From Wikipedia
$$P(A)=\sum_n P(A\cap B_n)\tag{1}$$
$$P(A)=\sum_n P(A\mid B_n)P(B_n)\tag{2}$$
I understand completely how $(2)$ follows from $(1)$ since really this is the definition of conditional probabilities, $$P(A\cap B_n)=P(A\mid B_n)P(B_n),$$ Now since, $$P(A_m\cap B_n)=P(B_n\cap A_m)$$ I can rewrite $(2)$ as $$P(B)=\sum_m P(B\mid A_m)P(A_m)\tag{3}$$ where $n, m \in \Bbb{N}$, so the probability for event $B$ to occur, $P(B)$, can be found by looking at this tree diagram for conditional probabilities from Wikipedia,
For the case that $m=2$, using equation $(3)$, $$P(B)=P(B\mid A)P(A)+P(B\mid \bar{A})P(\bar{A})\tag{4}$$
Now here is the problem. Wikipedia then goes on to the analogous formulas for conditional LHS, but fails to mention the origin of the formulas below,
$$P(A \mid C) = \sum_n P(A \mid C \cap B_n) P(B_n \mid C)\tag{5}$$
$$P(A \mid C) = \sum_n P(A \mid C \cap B_n)\tag{6}$$
In a course on foundations of quantum mechanics, I have seen how these formulae ($(5)$ and $(6)$) on Wikipedia were derived (suppressing unnecessary detail):
but I still cannot understand how formula $(1.18)$ was obtained from $(1.17)$.

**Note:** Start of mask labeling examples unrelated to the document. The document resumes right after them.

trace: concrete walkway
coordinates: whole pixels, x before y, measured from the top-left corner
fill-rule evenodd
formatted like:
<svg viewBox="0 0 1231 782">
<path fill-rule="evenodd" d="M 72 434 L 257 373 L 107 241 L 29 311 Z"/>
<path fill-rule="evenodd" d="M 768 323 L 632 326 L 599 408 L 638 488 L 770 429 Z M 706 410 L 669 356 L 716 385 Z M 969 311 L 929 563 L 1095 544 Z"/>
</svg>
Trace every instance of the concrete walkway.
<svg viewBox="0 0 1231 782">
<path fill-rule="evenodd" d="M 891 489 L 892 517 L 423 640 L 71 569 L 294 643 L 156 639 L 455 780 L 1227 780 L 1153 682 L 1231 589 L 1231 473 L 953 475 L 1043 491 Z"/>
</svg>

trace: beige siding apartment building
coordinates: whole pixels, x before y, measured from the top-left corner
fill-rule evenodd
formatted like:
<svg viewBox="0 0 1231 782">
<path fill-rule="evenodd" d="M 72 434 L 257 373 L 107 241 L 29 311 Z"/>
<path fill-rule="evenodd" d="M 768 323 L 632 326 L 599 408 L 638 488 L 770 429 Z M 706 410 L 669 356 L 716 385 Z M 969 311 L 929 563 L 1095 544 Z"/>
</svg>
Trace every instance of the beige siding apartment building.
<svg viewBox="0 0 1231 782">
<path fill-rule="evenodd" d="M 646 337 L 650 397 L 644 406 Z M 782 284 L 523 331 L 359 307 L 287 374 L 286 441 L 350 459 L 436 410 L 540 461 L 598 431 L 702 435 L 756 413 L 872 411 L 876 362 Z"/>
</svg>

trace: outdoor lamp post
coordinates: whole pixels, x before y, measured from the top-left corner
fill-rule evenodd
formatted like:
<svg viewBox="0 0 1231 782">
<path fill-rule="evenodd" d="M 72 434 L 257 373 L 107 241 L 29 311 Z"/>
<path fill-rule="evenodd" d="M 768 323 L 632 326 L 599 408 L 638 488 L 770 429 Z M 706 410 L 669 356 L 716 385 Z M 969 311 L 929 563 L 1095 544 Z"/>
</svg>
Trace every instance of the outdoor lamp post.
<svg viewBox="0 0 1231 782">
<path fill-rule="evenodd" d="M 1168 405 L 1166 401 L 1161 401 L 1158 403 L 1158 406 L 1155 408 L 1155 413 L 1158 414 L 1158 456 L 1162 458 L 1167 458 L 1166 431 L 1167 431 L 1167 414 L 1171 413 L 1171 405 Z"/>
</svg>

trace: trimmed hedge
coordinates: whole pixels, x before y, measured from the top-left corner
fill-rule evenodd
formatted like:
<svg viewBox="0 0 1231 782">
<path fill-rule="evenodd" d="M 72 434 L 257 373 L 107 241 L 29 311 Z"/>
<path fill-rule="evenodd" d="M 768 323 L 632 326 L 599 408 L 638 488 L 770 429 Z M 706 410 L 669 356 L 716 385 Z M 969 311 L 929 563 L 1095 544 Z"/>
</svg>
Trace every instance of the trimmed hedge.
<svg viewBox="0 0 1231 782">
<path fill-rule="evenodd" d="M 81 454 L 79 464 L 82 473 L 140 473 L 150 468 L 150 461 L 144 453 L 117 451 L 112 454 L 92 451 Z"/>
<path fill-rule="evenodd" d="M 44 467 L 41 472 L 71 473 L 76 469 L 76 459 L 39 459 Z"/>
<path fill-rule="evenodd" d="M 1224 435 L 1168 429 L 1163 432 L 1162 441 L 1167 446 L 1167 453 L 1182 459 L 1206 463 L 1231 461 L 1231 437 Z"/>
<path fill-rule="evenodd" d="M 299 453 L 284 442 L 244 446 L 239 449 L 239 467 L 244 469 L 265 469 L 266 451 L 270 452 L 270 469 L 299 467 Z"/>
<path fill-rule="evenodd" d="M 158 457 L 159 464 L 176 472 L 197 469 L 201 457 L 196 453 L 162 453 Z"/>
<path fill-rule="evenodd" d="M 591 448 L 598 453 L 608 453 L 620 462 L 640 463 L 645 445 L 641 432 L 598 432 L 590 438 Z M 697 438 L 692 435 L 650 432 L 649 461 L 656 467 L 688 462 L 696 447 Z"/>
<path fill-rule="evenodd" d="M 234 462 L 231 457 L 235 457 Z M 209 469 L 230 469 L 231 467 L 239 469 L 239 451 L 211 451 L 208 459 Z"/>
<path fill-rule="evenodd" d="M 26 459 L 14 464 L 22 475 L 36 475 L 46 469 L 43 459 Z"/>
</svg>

I have a problem understanding why it is that $P(A \mid C)$ is given by summing over $(1.17)$: $$\sum_jP(A_i \cap B_j\mid C_k ) = \sum_j P(A_i \mid B_j \cap C_k) P(B_j \mid C_k)\tag{7}$$ In order to try to understand this, I put indices on all the events and will assume for simplicity that $i,j,k\in \{1,2\}$, I now construct the tree diagram, which is,
Lets say I wanted to compute $P(A_2)$, then, following the same logic as for the simpler case earlier (equation $(4)$ above), this is given by $$P(A_2)\stackrel{?}{=}P(B_1\mid C_2)P(A_2\mid B_1)+P(B_2\mid C_2)P(A_2\mid B_2)\tag{?}$$ Now, of course I know that the LHS of $(?)$ is actually $P(A_2\mid C_2)$. What do these sums over probability of intersections in $(7)$, $$\sum_jP(\color{red}{A_i \cap B_j}\mid C_k )$$ correspond to in a tree diagram? Specifically, it is the part that is marked red that is causing all the difficulty now, I don't know how to interpret this on the tree diagram above.
Remark: I'm sorry if what I'm asking here is unclear, I am still working on a way to word it better. I have also read this related question but the proof in one of the answers does not address the conditional probabilities case (which is what I am questioning).




Regarding 1.18: this is actually equation (1) in disguise.
$$P(A \mid C) P(C) = P(A \cap C) = \sum_j P((A \cap C) \cap B_j) = \sum_j P(A \cap B_j \cap C) = \sum_j P(A \cap B_j \mid C) P(C).$$ Dividing by $P(C)$ yields the first equality in (1.18).
Your equation (?) is not correct. I really am not sure what you are going for there. If you are really computing $P(A_2)$, then you can't neglect $C_1$. Some ways to correct this equation are $$P(A_2 \cap C_2) = P(A_2 \cap C_2 \cap B_1) +P(A_2 \cap C_2 \cap B_2)$$ by looking at the $C_2$ tree. If you want to write these in terms of conditional probabilities, you can write \begin{align} P(A_2 \cap C_2) &= P(A_2 \mid C_2) P(C_2) \\ P(A_2 \cap C_2 \cap B_1) &= P(A_2 \mid B_1 \cap C_2)P(B_1 \mid C_2) P(C_2) \\ P(A_2 \cap C_2 \cap B_2) &= P(A_2 \mid B_2 \cap C_2)P(B_2 \mid C_2) P(C_2) \end{align}
Personally I don't think the trees will be too helpful in understanding conditional probabilities. (They can be helpful when considering intersections of events, since each node of the tree corresponds to the intersection of events along the path from the root of the tree to the node.) I find it simplest to reduce conditional probabilities down from the definition, e.g. $P(A \mid B) = P(A \cap B) / P(B)$; everything should follow pretty simply if you apply this definition.